12/4/2020
‘Never Waste a Good Pandemic’
Historians in the Newstags: University of Colorado, tenure, academic labor, colleges and universities
The University of Colorado at Boulder’s College of Arts and Sciences dean said this week that he hopes to replace 50 tenured and tenure-track faculty members with 25 instructors who will teach more and earn less. His goal is to build more flexibility into the college’s post-COVID-19 budget.
The faculty positions are hypothetical and the numbers are just examples, James White, interim dean, said in an interview Thursday. About 60 professors are taking incentivized retirement as part of an effort to cut the college’s budget by 8 percent. No one is getting laid off. But going forward, White believes that employing relatively more non-tenure-track instructors means the college can provide midcareer and other support to the tenured professors it retains.

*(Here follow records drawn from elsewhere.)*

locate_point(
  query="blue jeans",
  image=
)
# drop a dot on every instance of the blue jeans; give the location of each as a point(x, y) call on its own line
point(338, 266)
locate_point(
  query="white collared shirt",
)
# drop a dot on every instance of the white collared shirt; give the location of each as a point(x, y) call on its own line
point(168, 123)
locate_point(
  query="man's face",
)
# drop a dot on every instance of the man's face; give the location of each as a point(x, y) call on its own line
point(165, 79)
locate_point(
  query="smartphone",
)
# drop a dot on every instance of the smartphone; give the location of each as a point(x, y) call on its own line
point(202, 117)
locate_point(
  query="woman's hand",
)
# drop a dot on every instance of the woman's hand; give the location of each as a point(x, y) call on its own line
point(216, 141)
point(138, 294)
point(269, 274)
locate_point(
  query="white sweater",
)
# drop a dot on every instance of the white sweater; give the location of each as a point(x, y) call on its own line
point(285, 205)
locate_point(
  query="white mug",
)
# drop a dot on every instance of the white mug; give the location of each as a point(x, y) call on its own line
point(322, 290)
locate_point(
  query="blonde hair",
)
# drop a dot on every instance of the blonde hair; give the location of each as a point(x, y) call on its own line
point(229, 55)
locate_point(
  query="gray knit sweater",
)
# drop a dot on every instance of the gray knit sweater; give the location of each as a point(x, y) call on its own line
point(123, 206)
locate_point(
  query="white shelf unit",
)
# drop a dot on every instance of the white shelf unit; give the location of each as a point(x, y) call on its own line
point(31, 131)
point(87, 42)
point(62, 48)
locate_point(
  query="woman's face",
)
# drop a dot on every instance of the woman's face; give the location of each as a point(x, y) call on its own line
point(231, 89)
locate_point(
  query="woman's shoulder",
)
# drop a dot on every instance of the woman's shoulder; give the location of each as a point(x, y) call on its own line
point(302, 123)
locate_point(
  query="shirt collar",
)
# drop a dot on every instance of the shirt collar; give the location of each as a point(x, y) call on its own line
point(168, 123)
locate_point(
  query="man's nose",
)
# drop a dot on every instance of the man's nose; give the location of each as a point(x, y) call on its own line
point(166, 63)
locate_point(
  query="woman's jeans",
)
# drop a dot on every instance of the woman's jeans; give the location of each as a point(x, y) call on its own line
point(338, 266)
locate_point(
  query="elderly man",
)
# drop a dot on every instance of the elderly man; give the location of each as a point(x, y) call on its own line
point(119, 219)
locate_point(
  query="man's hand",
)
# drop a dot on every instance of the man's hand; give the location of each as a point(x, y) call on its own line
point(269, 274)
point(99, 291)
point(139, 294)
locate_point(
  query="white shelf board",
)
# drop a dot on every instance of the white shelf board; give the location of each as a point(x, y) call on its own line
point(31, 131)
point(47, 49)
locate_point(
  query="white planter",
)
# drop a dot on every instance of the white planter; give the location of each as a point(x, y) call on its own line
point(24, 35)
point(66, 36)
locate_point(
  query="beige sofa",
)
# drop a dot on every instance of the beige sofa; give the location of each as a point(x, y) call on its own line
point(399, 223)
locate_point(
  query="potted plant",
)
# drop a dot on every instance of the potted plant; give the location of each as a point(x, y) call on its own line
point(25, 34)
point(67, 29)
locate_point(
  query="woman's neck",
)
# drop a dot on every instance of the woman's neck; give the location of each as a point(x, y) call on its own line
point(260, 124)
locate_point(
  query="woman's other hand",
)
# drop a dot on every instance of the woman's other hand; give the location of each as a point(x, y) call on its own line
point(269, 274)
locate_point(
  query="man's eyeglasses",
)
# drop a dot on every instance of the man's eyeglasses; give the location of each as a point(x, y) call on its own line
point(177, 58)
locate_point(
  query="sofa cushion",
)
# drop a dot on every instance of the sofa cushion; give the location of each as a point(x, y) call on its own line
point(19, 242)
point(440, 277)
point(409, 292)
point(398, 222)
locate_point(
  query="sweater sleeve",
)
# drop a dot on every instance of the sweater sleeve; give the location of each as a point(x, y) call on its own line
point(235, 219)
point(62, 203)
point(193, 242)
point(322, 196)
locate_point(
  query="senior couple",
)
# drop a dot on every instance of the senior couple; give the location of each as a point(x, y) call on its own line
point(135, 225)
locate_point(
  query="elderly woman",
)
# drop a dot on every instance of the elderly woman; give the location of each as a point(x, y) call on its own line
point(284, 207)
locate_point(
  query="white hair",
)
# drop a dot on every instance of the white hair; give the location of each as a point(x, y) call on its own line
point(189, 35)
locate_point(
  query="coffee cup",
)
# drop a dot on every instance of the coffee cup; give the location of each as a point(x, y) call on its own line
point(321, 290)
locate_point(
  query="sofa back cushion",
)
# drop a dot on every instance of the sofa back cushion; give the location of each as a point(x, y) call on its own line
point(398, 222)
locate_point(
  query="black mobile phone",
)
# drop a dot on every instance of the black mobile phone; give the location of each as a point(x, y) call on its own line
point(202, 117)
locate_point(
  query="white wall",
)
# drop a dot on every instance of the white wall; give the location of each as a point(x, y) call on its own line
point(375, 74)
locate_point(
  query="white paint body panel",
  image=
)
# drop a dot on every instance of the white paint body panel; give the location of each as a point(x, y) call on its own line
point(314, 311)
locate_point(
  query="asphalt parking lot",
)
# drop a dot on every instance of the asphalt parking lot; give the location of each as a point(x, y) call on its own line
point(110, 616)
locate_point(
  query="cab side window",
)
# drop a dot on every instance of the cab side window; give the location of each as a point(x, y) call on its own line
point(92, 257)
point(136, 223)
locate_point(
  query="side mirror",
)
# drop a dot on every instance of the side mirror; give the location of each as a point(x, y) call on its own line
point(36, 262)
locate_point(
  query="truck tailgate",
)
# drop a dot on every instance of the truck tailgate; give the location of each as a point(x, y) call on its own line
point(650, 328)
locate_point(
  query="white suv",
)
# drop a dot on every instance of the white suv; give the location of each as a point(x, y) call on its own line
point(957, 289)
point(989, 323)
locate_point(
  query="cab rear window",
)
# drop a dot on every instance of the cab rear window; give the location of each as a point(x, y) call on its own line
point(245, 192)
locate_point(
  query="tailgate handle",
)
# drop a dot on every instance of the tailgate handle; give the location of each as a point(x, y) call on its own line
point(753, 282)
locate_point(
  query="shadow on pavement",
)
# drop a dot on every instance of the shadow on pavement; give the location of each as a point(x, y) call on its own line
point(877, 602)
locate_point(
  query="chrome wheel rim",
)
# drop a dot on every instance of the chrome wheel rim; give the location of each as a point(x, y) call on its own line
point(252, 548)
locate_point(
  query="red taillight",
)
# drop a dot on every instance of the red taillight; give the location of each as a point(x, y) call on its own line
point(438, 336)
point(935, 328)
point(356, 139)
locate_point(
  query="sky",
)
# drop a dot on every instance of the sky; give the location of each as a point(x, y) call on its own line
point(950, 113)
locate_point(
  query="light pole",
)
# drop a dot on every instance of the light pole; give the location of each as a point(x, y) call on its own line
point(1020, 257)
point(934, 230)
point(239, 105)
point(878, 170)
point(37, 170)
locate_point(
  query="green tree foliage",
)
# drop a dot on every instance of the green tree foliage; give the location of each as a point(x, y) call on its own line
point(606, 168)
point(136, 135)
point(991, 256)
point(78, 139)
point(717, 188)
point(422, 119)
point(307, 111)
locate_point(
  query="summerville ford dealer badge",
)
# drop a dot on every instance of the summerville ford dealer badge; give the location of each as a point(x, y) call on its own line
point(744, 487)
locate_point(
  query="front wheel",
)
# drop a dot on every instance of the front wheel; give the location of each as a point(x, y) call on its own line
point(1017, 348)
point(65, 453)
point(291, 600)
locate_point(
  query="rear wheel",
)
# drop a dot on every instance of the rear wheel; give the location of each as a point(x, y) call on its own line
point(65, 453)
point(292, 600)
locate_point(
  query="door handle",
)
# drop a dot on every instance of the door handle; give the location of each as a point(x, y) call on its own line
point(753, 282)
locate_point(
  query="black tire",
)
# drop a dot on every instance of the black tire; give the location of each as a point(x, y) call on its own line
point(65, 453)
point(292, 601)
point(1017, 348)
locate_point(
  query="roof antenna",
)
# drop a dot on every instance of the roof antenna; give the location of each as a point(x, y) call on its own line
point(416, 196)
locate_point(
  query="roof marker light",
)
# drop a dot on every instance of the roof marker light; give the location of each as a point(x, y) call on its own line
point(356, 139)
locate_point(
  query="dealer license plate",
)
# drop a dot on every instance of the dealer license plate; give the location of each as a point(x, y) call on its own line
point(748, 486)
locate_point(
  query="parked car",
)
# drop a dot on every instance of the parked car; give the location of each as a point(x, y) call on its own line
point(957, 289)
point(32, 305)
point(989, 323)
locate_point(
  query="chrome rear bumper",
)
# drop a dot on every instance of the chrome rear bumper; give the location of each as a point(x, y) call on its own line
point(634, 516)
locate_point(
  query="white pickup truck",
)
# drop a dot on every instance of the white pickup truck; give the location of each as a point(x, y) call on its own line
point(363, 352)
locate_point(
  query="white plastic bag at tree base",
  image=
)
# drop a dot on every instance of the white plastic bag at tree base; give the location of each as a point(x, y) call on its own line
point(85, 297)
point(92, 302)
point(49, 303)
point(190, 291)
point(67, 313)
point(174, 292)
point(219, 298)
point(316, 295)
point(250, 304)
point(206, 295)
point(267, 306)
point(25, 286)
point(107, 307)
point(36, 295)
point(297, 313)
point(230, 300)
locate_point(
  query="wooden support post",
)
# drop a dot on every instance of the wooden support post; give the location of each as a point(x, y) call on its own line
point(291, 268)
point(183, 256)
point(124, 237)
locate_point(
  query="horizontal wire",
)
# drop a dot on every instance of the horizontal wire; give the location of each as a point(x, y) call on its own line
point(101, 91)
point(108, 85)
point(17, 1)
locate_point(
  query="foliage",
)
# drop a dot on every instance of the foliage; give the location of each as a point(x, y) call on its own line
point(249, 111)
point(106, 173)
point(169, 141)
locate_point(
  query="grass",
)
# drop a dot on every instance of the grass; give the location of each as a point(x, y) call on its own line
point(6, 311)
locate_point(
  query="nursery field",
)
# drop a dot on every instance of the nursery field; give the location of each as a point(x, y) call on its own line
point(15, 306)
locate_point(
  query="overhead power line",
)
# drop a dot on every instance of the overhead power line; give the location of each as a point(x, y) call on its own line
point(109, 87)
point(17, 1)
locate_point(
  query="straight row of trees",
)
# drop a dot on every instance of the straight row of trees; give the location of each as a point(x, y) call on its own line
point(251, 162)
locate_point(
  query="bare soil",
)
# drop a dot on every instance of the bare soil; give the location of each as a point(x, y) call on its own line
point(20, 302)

“Cutting is hard but growing back intelligently can be even harder,” White said. “Never waste a good pandemic.”
To many, White’s proposal read as an attack on tenure, shared governance and the notion of higher education as a public good.
Rob Rupert, professor of philosophy and chair of Boulder’s Arts and Sciences Council, said the plan -- if it happens -- is part of a years-long trend away from tenure-track hiring that would “rob UC-Boulder of its legitimacy as a research university.”
In the research university tradition, institutions gain the “intellectual and moral authority” to offer courses and confer degrees by employing faculty members who are “active practitioners” in their disciplinary areas of expertise, Rupert said. So purposely denying swaths of the faculty time and resources to do active research puts Boulder on the path to becoming a “middle-of-the-road regional school,” leaving Colorado without its flagship university.
"So far as I can tell, the faculty has not been consulted about this in any meaningful way," Rupert said of shared governance.
Robert J. Ferry, associate professor of history and chair of Boulder’s Faculty Assembly, said that he hadn’t been involved in any discussions about the proposal thus far but that future consideration “needs to have full involvement of the faculty.”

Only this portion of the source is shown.